Kal si alza. È il leader di questo gruppo, grazie alla credibilità e all'ammirazione guadagnata sul campo: non si è fatto sottomettere dal suo destino né dalle brutture di una prigionia che prima della cacciata di Ramon deve essere stata terribile.
«Quali notizie ci porti dal ricevimento di stasera?», mi domanda. Nel suo tono scorgo un fremito di curiosità.
Gli altri aspettano la mia risposta. Tra loro io il rispetto l'ho guadagnato occupandomi di assumere un sorvegliante che sia mio complice, e, naturalmente, per aver deciso di tradire mio zio.
«Purtroppo i piani del governatore e dei suoi complici procedono più veloci della nave che porterà qui i miei uomini».
Un sorriso ironico increspa le labbra di Kal. «Vi avevo detto che non c'era tempo per aspettare i vostri rinforzi. Siate chiaro a proposito dei piani di vostro zio».
«È sul punto di dare inizio ai lavori della ferrovia».
Un mormorio di sgomento serpeggia tra gli altri. Kal batte un pugno sul tavolo.
«Non lo permetterò mai».
Lo fisso negli occhi. «Neanche io, lo sapete bene».
«Per questo dobbiamo intervenire. Non c'è più tempo.
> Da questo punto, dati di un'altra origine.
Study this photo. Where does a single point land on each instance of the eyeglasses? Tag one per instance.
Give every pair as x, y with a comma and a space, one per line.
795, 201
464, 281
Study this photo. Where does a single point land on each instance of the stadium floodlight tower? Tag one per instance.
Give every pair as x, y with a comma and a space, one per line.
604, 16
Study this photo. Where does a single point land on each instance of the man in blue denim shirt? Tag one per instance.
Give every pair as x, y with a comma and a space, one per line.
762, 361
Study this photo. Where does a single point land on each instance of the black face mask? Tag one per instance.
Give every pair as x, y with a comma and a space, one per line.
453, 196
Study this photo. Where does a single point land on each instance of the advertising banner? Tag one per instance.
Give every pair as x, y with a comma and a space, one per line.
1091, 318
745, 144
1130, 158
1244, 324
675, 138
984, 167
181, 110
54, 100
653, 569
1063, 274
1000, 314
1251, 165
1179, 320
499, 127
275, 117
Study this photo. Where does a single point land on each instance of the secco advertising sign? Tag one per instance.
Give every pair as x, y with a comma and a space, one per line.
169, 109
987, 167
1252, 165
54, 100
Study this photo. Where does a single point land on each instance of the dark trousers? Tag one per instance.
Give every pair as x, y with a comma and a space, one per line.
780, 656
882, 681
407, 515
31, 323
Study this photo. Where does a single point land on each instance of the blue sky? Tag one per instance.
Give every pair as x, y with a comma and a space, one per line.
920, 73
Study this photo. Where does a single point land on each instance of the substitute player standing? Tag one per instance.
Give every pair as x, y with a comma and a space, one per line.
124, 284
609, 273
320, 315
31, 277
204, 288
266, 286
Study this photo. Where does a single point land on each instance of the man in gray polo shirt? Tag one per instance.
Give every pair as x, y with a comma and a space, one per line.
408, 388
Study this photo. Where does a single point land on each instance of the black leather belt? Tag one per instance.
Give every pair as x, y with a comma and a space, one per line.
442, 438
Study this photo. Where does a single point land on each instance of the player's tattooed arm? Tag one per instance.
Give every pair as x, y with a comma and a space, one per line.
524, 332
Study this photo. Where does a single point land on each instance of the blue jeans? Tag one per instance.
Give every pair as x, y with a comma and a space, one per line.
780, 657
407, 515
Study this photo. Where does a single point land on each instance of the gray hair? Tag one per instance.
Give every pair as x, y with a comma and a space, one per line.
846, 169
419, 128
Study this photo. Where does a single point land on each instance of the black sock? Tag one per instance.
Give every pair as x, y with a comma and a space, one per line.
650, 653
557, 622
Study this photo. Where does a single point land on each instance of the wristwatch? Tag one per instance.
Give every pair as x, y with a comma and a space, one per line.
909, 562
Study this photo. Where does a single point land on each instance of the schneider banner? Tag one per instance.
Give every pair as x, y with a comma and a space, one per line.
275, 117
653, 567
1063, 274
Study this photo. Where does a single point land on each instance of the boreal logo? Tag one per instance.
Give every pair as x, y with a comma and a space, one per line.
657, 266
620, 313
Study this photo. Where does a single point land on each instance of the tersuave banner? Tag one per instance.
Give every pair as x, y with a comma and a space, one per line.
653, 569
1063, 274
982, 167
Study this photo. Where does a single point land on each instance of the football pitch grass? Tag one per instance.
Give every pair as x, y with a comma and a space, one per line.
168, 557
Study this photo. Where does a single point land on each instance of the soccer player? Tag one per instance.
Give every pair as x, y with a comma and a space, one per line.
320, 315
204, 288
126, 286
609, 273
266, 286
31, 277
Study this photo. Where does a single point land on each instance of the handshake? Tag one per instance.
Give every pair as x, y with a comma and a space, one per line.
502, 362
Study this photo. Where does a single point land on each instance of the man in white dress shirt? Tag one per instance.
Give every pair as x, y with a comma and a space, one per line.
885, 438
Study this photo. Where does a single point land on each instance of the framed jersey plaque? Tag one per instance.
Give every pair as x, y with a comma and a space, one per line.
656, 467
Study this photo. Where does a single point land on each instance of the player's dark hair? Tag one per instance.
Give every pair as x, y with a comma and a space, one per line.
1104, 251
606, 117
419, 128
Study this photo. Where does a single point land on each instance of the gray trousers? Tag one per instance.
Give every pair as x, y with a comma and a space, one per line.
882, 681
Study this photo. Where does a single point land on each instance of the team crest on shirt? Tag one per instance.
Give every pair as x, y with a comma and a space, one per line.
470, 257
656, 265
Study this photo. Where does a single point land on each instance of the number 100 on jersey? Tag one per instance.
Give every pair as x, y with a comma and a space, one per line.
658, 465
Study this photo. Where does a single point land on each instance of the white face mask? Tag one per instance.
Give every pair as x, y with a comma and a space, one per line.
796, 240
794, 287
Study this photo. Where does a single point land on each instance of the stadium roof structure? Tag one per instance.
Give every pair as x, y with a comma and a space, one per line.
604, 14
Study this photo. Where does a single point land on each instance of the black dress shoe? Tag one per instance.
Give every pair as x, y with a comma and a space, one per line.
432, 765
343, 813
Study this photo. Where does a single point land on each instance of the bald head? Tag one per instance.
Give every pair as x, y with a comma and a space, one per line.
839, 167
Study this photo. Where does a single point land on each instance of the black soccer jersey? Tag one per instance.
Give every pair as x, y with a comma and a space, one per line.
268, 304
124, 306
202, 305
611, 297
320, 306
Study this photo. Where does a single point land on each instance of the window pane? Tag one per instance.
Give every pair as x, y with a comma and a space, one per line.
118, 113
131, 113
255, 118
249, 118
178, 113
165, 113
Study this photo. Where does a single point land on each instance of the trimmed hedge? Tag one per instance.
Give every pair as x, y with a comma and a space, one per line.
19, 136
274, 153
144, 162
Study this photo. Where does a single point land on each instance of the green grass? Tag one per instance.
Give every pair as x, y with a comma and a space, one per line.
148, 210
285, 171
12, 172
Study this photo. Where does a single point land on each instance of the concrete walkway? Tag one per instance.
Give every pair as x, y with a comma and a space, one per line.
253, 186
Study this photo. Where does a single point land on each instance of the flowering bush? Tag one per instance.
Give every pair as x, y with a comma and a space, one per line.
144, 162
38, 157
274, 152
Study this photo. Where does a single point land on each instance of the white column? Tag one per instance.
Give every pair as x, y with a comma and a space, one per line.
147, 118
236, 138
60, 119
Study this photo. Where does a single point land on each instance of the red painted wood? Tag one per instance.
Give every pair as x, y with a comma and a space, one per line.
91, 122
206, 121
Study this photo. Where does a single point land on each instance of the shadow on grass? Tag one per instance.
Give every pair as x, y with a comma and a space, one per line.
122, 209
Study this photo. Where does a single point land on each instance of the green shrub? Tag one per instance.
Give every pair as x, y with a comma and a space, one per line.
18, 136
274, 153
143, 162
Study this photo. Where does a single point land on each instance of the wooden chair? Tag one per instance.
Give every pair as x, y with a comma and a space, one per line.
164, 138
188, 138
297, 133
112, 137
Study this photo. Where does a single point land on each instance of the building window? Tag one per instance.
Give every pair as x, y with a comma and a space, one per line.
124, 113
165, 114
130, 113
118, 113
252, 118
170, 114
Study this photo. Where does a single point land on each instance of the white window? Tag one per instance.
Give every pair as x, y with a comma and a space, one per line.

Nella fazenda ho uomini fidati, qui alla locanda abbiamo loro», Kal indica gli uomini che siedono tra noi.
«Dobbiamo ancora aspettare», tento di convincerlo. «Assaltare la fazenda e prendere mio zio in ostaggio causerà la reazione delle sue guardie, senza l'appoggio di altri soldati e nobili saremo spacciati».
«Voi siete un alfa, Juan, non capite che per molti di noi la morte è preferibile al destino a cui vostro zio, e il vostro paese con l'indifferenza, ci hanno condannati».
Sono in minoranza tra gli abitanti di quest'isola spinti dalla sete di giustizia e vendetta. Kal prosegue, interpretando il mio silenzio come il definitivo lasciapassare ai suoi piani. Espone il suo piano, e mi chiede conferma delle armi che dovevo portare in dote a questo progetto. Ce l'ho fatta. Per ottenere il mio carico di armi, in arrivo dal vicino continente americano, ho corrotto e ricattato uno dei funzionari dell'isola. È stato rischioso, ma gli uomini di mio zio sono senza onore e si vendono al miglior offerente.
La luce delle candele trema sotto la spinta dei nostri fiati, delle parole sommesse, dei movimenti lenti delle dita che si piegano e si stendono sulla mappa della fazenda, del porto e della costa. Dopo i primi disaccordi, ci uniamo alla causa comune.
È un tonfo sulla porta a riscuoterci. Nali ci avvisa che la luna è tramontata e le stelle la seguiranno presto. Dobbiamo tornare alle nostre abitazioni finché avremo il favore della notte. Altri pochi incontri come questo e il nostro destino sarà deciso.